Réputé rassembleur —il a contribué à la libération (entre 2009 et début 2011) des centaines d’islamistes, dont les principaux leaders du GICL (Groupe islamique de combat libyen), dans le cadre de la politique de réconciliation nationale— et disposant d’un carnet d’adresses important, Saïf al-Islam Kadhafi est de plus en plus perçu par un grand nombre de Libyens et d’observateurs étrangers comme une option à considérer pour l’avenir de la Libye. Bien qu’il ne se soit pas encore prononcé sur une éventuelle candidature au prochain scrutin, il ne serait pas surprenant que certains acteurs majeurs de la communauté internationale l’encouragent dans ce sens, compte tenu du pedigree problématique des principaux acteurs libyens actuels, lesquels peinent toujours à accorder leurs violons sur la gestion de leur pays…


            Une décennie de chaos : 2011, fin dramatique de Kadhafi

En février 2011, dans le sillage du Printemps arabe, une contestation violemment réprimée débute à Benghazi (est), avant de s’étendre. En mars, une coalition emmenée par Washington, Paris et Londres lance une offensive après un feu vert de l’ONU. Le 20 octobre, Kadhafi est massacré dans un assaut rebelle contre sa région d’origine, Syrte. Trois jours plus tard, le Conseil national de transition (CNT), organe politique de la rébellion, proclame la «libération» du pays.

2012, premier scrutin post-Kadhafi
Le 7 juillet 2012, les Libyens élisent la première Assemblée nationale, un scrutin émaillé d’actes de sabotage et de violences dans l’Est.
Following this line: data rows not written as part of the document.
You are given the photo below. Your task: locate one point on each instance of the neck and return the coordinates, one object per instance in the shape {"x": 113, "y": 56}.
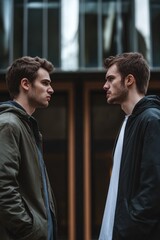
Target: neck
{"x": 25, "y": 105}
{"x": 129, "y": 105}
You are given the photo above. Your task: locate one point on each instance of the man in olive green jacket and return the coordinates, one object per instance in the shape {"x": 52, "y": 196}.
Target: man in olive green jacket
{"x": 27, "y": 209}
Un mois plus tard, le CNT remet ses pouvoirs au Congrès général national (CGN, Parlement).
2014, autorités rivales
En juin 2014, après de nouvelles élections, le Congrès général national, dominé par les islamistes et de plus en plus contesté, est remplacé par un Parlement contrôlé par les anti-islamistes. Mais fin août, après des semaines de combats meurtriers, une coalition de milices, en majorité islamistes, s’empare de Tripoli. Elle rétablit le CGN et installe un gouvernement. Le gouvernement en place jusque-là et le Parlement tout juste élu s’exilent dans l’Est. Le pays se retrouve avec deux gouvernements et deux Parlements.
2015, le GNA
Fin 2015, des représentants de la société civile et des députés signent un accord parrainé par l’ONU. Un Gouvernement d’union nationale (GNA) est proclamé. Son chef, Fayez al-Sarraj, s’installe à Tripoli en mars 2016, mais le cabinet parallèle, soutenu par l’homme fort de l’Est Khalifa Haftar, et le Parlement rejettent le GNA.
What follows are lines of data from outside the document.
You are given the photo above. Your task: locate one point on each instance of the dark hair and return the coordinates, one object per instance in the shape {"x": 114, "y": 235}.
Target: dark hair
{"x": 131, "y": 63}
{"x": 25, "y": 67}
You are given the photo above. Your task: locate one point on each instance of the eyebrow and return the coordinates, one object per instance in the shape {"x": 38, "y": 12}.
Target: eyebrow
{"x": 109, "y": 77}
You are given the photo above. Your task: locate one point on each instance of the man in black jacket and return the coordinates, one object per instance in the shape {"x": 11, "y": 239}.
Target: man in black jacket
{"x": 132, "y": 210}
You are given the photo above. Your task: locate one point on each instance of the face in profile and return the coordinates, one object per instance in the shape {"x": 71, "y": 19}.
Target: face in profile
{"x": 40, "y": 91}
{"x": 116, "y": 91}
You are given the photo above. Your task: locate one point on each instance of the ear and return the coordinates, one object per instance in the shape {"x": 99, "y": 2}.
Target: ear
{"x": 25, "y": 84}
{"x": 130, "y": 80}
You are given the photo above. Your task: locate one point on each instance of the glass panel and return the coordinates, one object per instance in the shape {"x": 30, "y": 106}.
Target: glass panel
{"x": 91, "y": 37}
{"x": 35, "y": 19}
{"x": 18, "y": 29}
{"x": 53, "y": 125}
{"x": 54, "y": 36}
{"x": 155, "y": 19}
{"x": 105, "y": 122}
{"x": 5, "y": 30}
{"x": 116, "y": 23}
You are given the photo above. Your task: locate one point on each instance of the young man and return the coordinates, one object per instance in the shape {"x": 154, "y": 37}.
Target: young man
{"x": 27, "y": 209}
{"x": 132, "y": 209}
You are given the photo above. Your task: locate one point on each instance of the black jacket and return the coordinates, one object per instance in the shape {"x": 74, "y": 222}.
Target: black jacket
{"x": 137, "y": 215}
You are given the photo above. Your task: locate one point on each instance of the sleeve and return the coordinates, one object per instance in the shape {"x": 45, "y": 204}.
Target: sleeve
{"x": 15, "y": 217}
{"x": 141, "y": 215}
2017, coup de force de Haftar
En juillet 2017, Haftar annonce la «libération totale» de Benghazi des jihadistes, après plus de trois ans de combats. Début 2019, ses forces prennent Sebha, chef-lieu du Sud désertique et al-Charara, énorme champ pétrolier. Le 4 avril, elles lancent une offensive vers Tripoli.

2020, Ankara dans le jeu et des «avancées
En juin 2020, les forces du GNA, aidées par la Turquie, reprennent ‘ensemble de l’Ouest, en chassant les combattants de Haftar, soutenu notamment par la Russie, l’Egypte et les Emirats arabes unis. Le 23 octobre 2020, les parties signent un cessez-le-feu sous l’égide de l’ONU. Le 13 novembre, 75 délégués libyens réunis en Tunisie s’entendent sur la tenue «d’élections nationales» en décembre 2021. Le 10 mars 2021, le gouvernement de transition obtient la confiance du Parlement. Il remplace le GNA et le cabinet dans l’Est.
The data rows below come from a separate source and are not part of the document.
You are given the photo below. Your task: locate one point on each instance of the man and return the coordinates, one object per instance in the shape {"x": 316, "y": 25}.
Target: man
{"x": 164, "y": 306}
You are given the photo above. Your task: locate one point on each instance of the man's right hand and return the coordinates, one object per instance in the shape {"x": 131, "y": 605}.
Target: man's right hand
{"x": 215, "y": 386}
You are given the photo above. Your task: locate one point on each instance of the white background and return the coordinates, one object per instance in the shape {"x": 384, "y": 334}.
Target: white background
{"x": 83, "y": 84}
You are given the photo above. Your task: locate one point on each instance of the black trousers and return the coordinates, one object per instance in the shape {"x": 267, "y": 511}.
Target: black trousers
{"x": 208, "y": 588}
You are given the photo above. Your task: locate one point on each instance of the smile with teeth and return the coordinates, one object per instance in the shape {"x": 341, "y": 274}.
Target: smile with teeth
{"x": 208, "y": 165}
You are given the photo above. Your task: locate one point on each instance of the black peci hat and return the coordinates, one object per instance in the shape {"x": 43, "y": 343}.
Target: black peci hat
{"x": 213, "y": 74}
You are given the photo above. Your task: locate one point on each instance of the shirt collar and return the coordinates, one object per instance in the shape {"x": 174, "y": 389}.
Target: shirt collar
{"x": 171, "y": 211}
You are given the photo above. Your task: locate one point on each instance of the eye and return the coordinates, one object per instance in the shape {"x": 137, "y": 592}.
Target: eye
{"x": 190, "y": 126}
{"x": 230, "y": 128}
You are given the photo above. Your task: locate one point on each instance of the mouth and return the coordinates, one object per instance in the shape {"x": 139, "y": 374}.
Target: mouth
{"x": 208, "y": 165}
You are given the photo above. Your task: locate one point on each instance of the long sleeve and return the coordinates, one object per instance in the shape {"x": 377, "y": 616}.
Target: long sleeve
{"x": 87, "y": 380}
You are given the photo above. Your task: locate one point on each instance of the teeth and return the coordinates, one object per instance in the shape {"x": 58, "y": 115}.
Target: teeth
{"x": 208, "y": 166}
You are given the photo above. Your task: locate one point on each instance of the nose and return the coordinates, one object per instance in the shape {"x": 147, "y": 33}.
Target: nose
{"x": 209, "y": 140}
2021, doutes sur les élections
Début octobre, le Parlement confirme la tenue de la présidentielle le 24 décembre mais repousse à fin janvier les législatives.
Le 8 décembre, le Haut Conseil d’Etat libyen (HCE), instance faisant office de Sénat, propose de reporter au mois de février la présidentielle en raison de désaccords persistants entre camps rivaux. Le 11, la Haute commission nationale électorale décide le report de l’annonce de la liste des candidats retenus pour la présidentielle, rendant de plus en plus improbable la tenue du scrutin. Le 21, la Mission d’appui des Nations unies en Libye (Manul) se dit «préoccupée par l’évolution de la situation sécuritaire à Tripoli», après le déploiement de groupes armés dans une banlieue de la capitale. Le 22 décembre, une commission du Parlement libyen chargé du suivi de l’élection présidentielle conclut à «l’impossibilité» de tenir ce scrutin le 24 décembre. La Haute commission électorale libyenne (HNEC) a proposé de reporter l’élection d’un mois, soit le 24 janvier 2022.